Erdgas-Konzessionsvertrag im Hiddenhauser Rathaus unterschrieben
Stadtwerke Herford bleiben Partner

Hiddenhausen (WB). Die Großgemeinde Hiddenhausen hat jetzt den Stadtwerken Herford das Recht eingeräumt, bis Ende 2038 ihre öffentlichen Verkehrswege für Bau und Betrieb des Gasversorgungsnetzes zu nutzen. Den entsprechenden Erdgas-Konzessionsvertrag haben Bürgermeister Ulrich Rolfsmeyer und der Prokurist und technische Leiter der Stadtwerke, Michael Rolf, im Rathaus der Gemeinde unterschrieben.
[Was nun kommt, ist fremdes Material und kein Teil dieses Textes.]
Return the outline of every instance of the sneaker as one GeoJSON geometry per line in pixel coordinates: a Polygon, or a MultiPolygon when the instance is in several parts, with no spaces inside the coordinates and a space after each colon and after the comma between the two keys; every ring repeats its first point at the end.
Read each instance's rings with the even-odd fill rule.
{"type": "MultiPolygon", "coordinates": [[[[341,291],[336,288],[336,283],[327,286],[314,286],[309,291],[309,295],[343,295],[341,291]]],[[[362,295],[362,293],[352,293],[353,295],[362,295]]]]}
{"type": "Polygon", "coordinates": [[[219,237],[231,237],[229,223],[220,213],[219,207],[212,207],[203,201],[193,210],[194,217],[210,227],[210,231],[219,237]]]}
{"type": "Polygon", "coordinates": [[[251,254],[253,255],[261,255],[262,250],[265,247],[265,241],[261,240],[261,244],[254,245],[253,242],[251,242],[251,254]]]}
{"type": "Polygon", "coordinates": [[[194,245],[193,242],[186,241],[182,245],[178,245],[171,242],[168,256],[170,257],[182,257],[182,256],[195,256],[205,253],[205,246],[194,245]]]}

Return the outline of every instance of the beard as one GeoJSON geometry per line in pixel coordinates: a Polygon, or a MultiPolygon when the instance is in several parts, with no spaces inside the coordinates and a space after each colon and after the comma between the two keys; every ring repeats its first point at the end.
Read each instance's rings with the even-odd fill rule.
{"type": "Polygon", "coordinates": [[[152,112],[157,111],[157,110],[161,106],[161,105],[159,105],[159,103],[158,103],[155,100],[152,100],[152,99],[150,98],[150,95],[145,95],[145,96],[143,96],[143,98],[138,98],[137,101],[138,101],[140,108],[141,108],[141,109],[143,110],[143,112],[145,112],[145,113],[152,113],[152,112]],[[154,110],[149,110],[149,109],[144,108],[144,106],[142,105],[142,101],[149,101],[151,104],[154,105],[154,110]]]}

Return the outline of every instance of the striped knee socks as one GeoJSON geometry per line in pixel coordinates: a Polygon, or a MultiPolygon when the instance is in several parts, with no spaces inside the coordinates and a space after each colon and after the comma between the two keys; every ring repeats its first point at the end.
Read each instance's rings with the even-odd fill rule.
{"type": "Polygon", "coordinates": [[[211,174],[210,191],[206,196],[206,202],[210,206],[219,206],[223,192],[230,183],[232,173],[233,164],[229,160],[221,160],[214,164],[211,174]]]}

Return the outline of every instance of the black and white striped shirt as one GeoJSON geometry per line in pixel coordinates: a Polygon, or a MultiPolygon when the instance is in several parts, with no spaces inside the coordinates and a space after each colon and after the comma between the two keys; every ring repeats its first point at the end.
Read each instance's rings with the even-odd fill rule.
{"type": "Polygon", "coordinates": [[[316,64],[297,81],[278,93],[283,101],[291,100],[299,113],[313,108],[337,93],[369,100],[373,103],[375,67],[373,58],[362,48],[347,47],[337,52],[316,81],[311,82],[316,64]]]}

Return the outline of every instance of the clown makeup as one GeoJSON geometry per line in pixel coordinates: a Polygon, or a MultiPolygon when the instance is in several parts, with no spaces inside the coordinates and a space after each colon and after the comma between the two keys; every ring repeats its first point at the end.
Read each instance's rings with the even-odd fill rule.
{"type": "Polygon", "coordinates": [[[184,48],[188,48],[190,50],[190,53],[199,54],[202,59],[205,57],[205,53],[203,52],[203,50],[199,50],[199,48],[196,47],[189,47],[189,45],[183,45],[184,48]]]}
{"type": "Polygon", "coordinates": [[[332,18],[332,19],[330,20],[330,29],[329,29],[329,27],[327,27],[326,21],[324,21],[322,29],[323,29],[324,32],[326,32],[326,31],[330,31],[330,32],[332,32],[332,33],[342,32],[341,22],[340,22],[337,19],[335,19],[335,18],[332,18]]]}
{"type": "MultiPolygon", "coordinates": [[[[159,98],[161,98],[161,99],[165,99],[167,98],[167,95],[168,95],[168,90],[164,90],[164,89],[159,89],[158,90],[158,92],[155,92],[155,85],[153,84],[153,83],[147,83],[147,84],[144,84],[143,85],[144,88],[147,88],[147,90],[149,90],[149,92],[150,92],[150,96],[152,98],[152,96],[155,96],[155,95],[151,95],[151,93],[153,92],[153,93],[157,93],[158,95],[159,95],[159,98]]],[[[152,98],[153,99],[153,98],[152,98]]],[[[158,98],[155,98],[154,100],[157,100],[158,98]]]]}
Mittwoch, 09.01.2019, 11:00 Uhr aktualisiert: 09.01.2019, 15:38 Uhr
Bürgermeister Ulrich Rolfsmeyer (2 . von links) und der technische Leiter der Stadtwerke Michael Rolf (2. von rechts) unterzeichnen den Erdgas-Konzessionsvertrag, den Martina Hackländer und Andreas Frenzel mit vorbereitet haben. Foto: Stefan Wolff
Bürgermeister Ulrich Rolfsmeyer (2 . von links) und der technische Leiter der Stadtwerke Michael Rolf (2. von rechts) unterzeichnen den Erdgas-Konzessionsvertrag, den Martina Hackländer und Andreas Frenzel mit vorbereitet haben. Foto: Stefan Wolff

»Der Vertrag gibt den Stadtwerken das Recht, auf dem Gebiet der Gemeinde in den nächsten 20 Jahren Gasleitungen zu verlegen und zu reparieren«, so das Gemeindeoberhaupt. Aktuell fließt das Erdgas in Hiddenhausen durch rund 115 Kilometer lange Versorgungsleitungen und erreicht dann über insgesamt 61 Kilometer lange Hausanschlussleitungen etwa 6000 Gebäude. Der bisherige Erdgas-Konzessionsvertrag, den das Herforder Versorgungsunternehmen noch mit der damaligen Gas- und Wasserversorgung Hiddenhausen GmbH geschlossen hatte, endete am 31. Dezember. 2003 übertrug die Gemeinde die GmbH an die Herforder Stadtwerke und erhielt dafür eine Beteiligung an dem Unternehmen in Höhe von 8,98 Prozent.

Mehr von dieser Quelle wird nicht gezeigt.